September 2, 2021 - 9 minutes read

What Is Data Modeling?

Kiana is a Google Cloud Certified Professional Data Engineer who currently works as a Google BigQuery developer for Pointwest. When she’s not working, she’s passionate about video games and is an aspiring streamer. These days, she mainly streams Valorant, as she is an avid enthusiast of competitive first-person shooters.

Tags:

data modeling

Have you ever wondered how data modeling works?

Data modeling is the process of creating a data model. A data model can be thought of as a blueprint that describes the structure and internal relationships in a database. It is meant to demonstrate how objects within the database interact with each other to fulfill the prescribed business logic.

Since relational databases are composed of tables, a data model is a diagram that illustrates the relationship between these tables. It helps identify the purpose and dependencies of each table. This is especially true when working with databases like MySQL and PostgreSQL, just to name a few.

The usual data model creation process consists of three phases: conceptual, logical, and physical. Additionally, there are several different types of data models, such as ER diagrams, object-oriented data models, and dimensional data models.

Though there are many considerations in building a data model, your decision will be largely driven by the business requirements. This is because one of the main purposes of a database system is to provide business intelligence. In turn, this allows analysts to extract meaningful insights that enable decision-makers to make data-driven decisions.

Data Model Elements

A data model normally consists of three elements: entities, attributes, and relationships. These elements are instrumental in the database design process, as they represent actual database objects.

Note the ER diagram above. It describes a data model for a school records system.

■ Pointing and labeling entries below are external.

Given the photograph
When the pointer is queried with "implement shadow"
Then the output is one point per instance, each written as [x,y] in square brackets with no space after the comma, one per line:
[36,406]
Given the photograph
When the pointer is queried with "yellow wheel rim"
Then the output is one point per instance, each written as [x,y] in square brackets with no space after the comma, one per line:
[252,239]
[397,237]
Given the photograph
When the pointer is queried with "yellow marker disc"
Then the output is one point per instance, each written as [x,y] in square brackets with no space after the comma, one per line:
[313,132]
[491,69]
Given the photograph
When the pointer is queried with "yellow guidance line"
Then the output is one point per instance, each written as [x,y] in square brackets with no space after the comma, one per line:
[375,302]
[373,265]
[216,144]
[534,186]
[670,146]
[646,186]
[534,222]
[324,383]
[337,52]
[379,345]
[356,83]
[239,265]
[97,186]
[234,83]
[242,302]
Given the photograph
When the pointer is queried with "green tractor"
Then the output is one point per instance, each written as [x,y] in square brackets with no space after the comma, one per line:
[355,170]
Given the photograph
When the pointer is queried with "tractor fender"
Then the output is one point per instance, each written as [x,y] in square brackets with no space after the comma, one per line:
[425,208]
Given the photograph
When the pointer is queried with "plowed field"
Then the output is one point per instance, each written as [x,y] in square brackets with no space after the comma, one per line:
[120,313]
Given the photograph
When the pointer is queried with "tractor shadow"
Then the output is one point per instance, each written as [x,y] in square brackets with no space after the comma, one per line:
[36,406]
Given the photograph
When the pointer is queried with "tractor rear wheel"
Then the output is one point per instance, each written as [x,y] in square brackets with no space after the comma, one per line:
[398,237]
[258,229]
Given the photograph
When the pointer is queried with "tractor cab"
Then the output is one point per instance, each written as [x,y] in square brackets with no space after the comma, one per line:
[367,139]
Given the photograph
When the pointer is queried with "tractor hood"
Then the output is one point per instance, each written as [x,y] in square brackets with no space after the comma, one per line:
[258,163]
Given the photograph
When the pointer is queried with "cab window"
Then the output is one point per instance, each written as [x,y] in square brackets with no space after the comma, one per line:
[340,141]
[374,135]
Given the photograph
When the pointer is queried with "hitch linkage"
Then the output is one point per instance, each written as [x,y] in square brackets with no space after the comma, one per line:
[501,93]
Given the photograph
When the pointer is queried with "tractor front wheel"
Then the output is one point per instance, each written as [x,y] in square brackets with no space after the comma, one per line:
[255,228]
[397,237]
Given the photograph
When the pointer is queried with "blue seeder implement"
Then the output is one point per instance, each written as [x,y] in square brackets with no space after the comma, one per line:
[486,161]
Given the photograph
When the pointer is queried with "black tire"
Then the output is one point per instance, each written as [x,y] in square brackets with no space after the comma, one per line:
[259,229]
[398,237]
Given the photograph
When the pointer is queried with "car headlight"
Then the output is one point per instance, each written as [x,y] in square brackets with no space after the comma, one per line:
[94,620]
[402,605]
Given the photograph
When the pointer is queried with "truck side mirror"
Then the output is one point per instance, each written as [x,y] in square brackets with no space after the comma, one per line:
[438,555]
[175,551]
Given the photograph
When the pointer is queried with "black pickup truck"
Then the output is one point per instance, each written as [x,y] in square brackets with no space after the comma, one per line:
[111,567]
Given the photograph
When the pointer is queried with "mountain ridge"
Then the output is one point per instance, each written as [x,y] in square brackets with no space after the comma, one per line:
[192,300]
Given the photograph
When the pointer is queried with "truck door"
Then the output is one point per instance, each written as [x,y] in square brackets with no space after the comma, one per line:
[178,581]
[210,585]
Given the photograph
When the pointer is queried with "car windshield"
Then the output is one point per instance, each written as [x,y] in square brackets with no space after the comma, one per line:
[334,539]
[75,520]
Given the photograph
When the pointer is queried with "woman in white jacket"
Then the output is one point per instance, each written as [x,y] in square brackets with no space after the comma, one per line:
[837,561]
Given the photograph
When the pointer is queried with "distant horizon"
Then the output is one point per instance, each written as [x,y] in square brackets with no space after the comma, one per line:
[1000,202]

Furthermore, it demonstrates the usage of entities, attributes, and relationships. We’ll take a closer look at these elements below.

Entities

An entity is an object, such as a person or place, whose data will be stored in the database. For instance, in a database that is meant to keep track of class records, we are most likely going to want to know information about students, teachers, and classes. Thus, in our database, the entities would be students, teachers, and classes.

Attributes

An attribute is a particular bit of information about an entity. For instance, a student entity would have a name attribute. It would be quite hard to access student records without the student’s name, right? Other important attributes for a student would be their age, address, and class records.

Relationships

Finally, relationships describe how the entities in a database relate to each other. There are many kinds of relationships. Here are some examples:

The one-to-many relationship describes a relationship between two entities where Entity A can be linked to many instances of Entity B but Entity B can only be linked to one instance of Entity A. A good example of this relationship is one between a teacher and class. A teacher can teach several classes, but usually a class has one teacher.

Types of Data Models

The types of data models can vary according to the level of abstraction. Abstraction in programming refers to how simple a concept appears to be. A highly abstracted concept is one that is simplified for easier understanding. On the other hand, a concept that has a low level of abstraction includes many technical details – making it different for inexperienced programmers to understand.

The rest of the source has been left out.